Years later I read what I wrote and cringe at the title
"I feel like such a doormat"

I did feel like a doormat and a victim forever. Somewhere along the line I had to learn and admit that I played a part in my victimization. Where were the points of power that I failed to grab onto, and where was the situation and system so much bigger than I could possibly grapple with?
I could have left my abusive husband much sooner, I could have followed my dream, I could have moved to Italy, I could have been a writer or an artist. Definately my choice there. At times I was a screaming banshee and a shameless hussy and lots of other things that I thought were my entitlement because I was wounded. I just didn't know better.
Self pity is a bottomless pit that sucked me down way too far and too long. Real grief was mixed inextricably with it.
I will grieve for the child in me who was not loved. Now I realize my parents, husbands, did not have the ability to love. Somehow I have compassion for them and have taken back my power.
I have so much more peace and simplicity now. I just made a beautiful mushroom soup and picked fresh bay leaves from the garden. It was deliscious, fragrant, hot, satifying. Deeply.
I cried remembering it is the anniversary of my own personal atom bomb going off in 2007. It felt searing to cry like that but no no longer frightening. I have the strength and insight to know it will pass.
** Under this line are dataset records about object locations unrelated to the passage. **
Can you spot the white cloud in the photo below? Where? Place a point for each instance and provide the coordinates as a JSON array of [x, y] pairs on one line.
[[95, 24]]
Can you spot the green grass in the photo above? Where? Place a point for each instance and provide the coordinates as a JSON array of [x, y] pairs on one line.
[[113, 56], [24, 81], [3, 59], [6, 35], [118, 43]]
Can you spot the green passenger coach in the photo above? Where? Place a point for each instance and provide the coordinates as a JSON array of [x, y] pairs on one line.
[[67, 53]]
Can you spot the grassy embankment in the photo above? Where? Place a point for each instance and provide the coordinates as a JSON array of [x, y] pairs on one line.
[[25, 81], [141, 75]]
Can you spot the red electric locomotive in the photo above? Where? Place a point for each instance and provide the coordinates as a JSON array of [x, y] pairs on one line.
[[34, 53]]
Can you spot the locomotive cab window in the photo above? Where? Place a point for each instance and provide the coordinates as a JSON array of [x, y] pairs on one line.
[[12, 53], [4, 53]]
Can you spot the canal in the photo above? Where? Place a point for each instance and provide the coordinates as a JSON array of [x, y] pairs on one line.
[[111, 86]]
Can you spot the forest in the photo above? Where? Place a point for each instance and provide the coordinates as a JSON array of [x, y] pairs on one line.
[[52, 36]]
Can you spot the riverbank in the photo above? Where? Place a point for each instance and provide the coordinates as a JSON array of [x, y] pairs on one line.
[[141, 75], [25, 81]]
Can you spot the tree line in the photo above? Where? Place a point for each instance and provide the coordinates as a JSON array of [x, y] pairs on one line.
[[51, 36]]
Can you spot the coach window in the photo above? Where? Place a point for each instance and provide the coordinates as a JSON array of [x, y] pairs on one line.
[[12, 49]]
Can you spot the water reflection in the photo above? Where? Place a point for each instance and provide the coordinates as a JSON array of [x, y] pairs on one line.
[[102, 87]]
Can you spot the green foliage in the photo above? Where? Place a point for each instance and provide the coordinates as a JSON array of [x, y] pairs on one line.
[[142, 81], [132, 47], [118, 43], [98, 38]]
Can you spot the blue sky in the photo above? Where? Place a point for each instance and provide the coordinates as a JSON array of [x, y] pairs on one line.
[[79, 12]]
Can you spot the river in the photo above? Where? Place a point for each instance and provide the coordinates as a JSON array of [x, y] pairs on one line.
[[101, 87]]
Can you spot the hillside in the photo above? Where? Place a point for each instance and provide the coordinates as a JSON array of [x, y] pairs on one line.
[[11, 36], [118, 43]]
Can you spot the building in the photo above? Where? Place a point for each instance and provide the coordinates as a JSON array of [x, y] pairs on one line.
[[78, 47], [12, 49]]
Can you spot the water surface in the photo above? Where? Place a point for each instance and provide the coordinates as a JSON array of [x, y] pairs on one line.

Life isn't about being happy all the time. Knowing that helps. I am writing now about the past. That was WAY too dangerous before and now it is hard to approach, exhilarating to do.

Speaking out to all these strangers, more than thirteen thousand, quiets my soul. At the same time the detachment from you all is sad. I am often lonely. Now I can concentrate enough to get out and get going. I can breathe and stay alone and dance around in my art and writing. It is enough. The storm is over.